5月の訪日客 対前年同月比99.9%減  

先月、日本を訪れた外国人旅行者は、新型コロナウイルスの感染拡大の影響で推計で1700人にとどまり、1か月間の旅行者数としては、4月をさらに下回って過去最少を更新したことが報じられました。

 

去年と比べた減少率は、2か月連続で99.9%と、記録的な落ち込みとなりました。

 

日本政府観光局によりますと先月、日本を訪れた外国人旅行者は、推計で1700人にとどまり、277万人だった去年の同じ月と比べて99.9%減りました。

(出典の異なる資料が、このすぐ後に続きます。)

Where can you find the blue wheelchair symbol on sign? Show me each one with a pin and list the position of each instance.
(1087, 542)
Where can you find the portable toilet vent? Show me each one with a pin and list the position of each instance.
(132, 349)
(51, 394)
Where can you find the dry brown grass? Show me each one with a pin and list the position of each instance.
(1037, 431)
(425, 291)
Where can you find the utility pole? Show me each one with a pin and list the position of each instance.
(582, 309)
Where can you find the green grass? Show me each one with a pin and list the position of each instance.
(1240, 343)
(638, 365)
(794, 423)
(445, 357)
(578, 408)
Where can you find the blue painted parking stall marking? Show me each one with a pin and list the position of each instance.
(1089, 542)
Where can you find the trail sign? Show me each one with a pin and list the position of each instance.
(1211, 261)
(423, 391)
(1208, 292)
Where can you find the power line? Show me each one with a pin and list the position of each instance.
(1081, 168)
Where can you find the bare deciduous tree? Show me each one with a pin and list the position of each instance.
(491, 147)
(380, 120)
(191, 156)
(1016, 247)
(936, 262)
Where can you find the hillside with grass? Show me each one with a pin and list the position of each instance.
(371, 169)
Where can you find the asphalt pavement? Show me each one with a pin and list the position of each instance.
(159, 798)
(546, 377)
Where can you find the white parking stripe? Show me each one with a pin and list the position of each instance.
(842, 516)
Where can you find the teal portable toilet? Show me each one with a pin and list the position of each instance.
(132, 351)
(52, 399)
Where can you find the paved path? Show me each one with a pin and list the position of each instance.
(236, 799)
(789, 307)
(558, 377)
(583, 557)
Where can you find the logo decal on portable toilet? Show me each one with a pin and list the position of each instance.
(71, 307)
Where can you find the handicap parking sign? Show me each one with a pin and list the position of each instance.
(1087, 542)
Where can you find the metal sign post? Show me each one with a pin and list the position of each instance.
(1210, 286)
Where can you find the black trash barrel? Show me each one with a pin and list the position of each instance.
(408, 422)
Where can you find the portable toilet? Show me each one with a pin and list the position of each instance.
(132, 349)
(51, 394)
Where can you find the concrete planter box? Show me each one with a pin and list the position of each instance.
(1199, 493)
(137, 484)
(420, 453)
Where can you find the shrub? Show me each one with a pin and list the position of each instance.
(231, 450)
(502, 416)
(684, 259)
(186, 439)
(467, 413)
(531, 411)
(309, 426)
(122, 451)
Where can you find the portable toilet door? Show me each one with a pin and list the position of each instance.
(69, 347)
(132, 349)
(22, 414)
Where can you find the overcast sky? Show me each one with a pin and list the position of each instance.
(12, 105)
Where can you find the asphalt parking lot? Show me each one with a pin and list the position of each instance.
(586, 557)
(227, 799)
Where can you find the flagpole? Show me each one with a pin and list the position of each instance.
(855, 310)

1か月間の旅行者数としては、1964年の統計開始以来、初めて1万人を下回った4月よりもさらに減って過去最少を更新しました。旅行者の減少は8か月連続で減少幅は、ことし3月は93%、4月と5月は99.9%と記録的な落ち込みが続いています。

国や地域別では、アメリカが50人、中国とインドが30人、韓国とフランスが20人にとどまりました。

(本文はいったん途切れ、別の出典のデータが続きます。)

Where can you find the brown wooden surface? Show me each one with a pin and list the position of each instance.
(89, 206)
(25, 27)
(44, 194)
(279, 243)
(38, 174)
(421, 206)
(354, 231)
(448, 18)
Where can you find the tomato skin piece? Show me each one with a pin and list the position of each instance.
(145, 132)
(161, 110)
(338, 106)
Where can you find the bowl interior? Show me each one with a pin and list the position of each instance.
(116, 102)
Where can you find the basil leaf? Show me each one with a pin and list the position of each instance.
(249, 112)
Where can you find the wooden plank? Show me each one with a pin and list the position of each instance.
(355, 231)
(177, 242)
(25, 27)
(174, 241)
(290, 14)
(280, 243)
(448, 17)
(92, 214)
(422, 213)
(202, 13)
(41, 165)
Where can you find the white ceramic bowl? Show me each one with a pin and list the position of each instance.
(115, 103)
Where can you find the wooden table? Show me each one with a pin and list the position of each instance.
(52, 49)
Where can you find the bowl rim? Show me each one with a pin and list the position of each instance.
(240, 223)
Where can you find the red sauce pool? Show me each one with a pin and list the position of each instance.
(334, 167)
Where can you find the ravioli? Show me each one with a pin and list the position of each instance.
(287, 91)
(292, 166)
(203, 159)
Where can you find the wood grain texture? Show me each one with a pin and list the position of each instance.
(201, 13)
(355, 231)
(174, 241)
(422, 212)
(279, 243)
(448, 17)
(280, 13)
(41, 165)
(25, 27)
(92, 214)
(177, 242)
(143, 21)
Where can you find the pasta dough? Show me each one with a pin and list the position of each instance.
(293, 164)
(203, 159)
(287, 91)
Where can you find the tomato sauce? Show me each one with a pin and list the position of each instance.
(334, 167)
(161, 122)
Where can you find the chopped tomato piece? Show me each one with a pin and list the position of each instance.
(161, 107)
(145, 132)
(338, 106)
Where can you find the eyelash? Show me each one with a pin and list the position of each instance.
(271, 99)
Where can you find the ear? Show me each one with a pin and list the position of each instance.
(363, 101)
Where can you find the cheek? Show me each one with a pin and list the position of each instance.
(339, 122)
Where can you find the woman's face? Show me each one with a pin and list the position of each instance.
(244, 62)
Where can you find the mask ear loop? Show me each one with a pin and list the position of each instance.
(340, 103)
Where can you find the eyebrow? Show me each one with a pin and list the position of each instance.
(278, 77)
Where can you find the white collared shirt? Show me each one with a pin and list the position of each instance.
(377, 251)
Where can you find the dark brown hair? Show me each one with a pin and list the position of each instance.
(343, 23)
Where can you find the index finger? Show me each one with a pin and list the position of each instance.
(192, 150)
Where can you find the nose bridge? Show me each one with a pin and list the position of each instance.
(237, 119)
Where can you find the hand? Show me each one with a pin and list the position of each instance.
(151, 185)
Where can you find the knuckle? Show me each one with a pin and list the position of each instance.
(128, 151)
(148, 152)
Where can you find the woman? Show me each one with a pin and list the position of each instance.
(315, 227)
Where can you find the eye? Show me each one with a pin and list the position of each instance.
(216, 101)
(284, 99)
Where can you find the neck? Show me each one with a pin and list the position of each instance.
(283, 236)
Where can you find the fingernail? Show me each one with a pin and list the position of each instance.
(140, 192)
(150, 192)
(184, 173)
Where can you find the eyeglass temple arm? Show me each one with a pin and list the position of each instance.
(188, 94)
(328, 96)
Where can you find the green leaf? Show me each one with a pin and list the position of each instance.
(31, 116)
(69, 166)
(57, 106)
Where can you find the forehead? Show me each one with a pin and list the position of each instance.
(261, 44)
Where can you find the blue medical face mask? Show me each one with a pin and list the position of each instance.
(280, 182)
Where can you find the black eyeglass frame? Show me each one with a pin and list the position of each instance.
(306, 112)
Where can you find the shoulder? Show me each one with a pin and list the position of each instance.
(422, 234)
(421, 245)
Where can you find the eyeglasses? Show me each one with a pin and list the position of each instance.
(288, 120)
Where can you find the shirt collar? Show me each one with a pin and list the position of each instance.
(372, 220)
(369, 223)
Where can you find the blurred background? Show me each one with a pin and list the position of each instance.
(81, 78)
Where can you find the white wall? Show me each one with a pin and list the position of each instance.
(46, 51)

台湾やタイ、ドイツ、カナダやオーストラリアなど幅広い国と地域で10人を下回りました。

外国人旅行者数の統計には、観光客以外にも留学生や技能実習生も含まれていて、今回の場合は、もともと日本に住んでいた外国人が再入国したケースがほとんどとみられます。

減少の背景には、日本政府が感染拡大を防ぐために現在、世界111の国と地域を対象に、外国人の入国を拒否するなど、引き続き、厳しい水際対策をとっていることがあります。

政府は感染状況などを考慮して、タイ、ベトナムなどの4か国と制限の緩和に向けた協議を行っていますが、旅行者数の回復には、時間がかかる見込みです。